What happens when native species extend their ranges
The disastrous consequences of foxes, cane toads and other overseas animals settling in Australia are well known. But there can be problems too when our native species move beyond their natural home ranges.
IMAGINE 6.3 BILLION snails releasing 23 tonnes of faeces a day. That’s the situation today in the Swan River in Perth, where mud snails now reign supreme.
Their numbers have exploded since they were first detected there in 1954 and, in the river’s lower reaches, they now crowd the bed in densities of up to 400 per square metre. This species is native but its natural range lies more than 3000km away in eastern Australia.
Seagrass beds in the Swan are now under siege thanks to the snail’s success. Before it arrived, the river had few hard surfaces on which small seaweeds could grow. Now, seagrass is being uprooted by snails and smothered by seaweed that dislodges from snail shells at the rate of 433 million fragments a day. Snail faeces are thought to be aggravating the problem by fertilising the seaweed.
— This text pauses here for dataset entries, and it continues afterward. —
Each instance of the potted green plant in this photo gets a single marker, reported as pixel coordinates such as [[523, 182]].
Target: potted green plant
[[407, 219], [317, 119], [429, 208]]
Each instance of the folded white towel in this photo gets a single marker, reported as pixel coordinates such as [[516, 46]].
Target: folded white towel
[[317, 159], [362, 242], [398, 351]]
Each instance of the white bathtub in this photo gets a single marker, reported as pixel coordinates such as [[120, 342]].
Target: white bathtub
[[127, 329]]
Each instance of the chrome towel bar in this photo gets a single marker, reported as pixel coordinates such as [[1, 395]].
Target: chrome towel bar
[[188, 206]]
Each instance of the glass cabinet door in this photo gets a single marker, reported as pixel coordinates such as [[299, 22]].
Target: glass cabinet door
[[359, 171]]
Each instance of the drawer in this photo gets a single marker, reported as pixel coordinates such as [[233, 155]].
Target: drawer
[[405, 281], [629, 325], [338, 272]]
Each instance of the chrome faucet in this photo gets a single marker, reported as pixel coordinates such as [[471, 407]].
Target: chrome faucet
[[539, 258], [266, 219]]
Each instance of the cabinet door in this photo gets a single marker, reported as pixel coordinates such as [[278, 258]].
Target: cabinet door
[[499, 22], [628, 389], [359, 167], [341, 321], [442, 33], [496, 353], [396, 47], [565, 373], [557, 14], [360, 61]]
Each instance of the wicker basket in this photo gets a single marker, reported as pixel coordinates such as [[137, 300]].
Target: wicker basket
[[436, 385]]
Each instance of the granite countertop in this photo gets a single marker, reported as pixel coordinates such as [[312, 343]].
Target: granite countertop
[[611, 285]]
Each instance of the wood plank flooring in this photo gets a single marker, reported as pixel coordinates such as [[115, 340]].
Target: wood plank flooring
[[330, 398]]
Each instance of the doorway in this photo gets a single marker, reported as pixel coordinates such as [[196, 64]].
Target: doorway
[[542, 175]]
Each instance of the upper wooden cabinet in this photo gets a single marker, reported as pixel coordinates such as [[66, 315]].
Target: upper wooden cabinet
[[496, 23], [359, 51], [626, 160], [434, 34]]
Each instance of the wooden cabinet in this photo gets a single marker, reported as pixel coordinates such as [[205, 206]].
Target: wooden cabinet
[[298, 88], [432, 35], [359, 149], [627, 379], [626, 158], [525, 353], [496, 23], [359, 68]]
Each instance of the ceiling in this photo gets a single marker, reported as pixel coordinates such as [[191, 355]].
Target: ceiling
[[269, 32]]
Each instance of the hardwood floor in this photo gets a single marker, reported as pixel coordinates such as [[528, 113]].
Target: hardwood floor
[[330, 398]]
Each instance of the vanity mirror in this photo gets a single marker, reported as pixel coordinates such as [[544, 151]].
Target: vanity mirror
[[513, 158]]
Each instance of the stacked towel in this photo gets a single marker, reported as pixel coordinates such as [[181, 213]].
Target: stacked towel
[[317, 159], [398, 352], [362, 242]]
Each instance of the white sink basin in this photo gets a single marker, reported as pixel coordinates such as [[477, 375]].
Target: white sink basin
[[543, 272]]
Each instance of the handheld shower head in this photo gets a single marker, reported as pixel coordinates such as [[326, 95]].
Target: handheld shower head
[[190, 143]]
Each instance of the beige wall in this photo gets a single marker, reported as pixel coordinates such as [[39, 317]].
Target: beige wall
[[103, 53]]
We often hear of harmful animals from overseas – foxes, cats, toads and the like – but problems also ensue when our own native species spread from one region to another. In two centuries, hundreds of species in Australia have moved in every possible direction, amounting to a major reshuffling of the ecological pack. Anything and everything is involved, including spiders, cicadas, earthworms, marsupials, fish, birds, frogs and even diseases, although only some are regarded with concern.
Species are often moved unintentionally. Mud snails are thought to have travelled on live oysters taken from eastern Australia to Perth and stored in the Swan before use. Northern Queensland frogs regularly travel south inside bunches of bananas; spiders relocate in building supplies; lizards move with firewood; and outback seeds reach the coast aboard cattle trains. The Victorian Frog Group estimates that more than 6000 ‘banana frogs’ reach Victoria each year, although the only lasting outcome observed so far is a colony of dwarf tree frogs that has taken up residence in a flooded quarry near Melbourne.
Other animals have extended their ranges by themselves because changes to the landscapes have suited them. Waterbirds arrive wherever dams go in, bats find abandoned mines and orchard swallowtail butterflies locate citrus trees planted around outback homesteads. Many of the birds found in our capital cities weren’t anywhere near them in the past. Writing of the crested pigeon in 1865, naturalist John Gould regretted that “being exclusively an inhabitant of the plains of the interior, it can never become an object of general observation”. Today, crested pigeons strut about in Hyde Park in Sydney, where lawns with trees stand in for outback woodlands. Galahs, little corellas and red-rumped parrots have moved with them. Because of its dams, Perth now has a range of birds from the other side of Australia, including spoonbills, moorhens, darters and great crested grebes.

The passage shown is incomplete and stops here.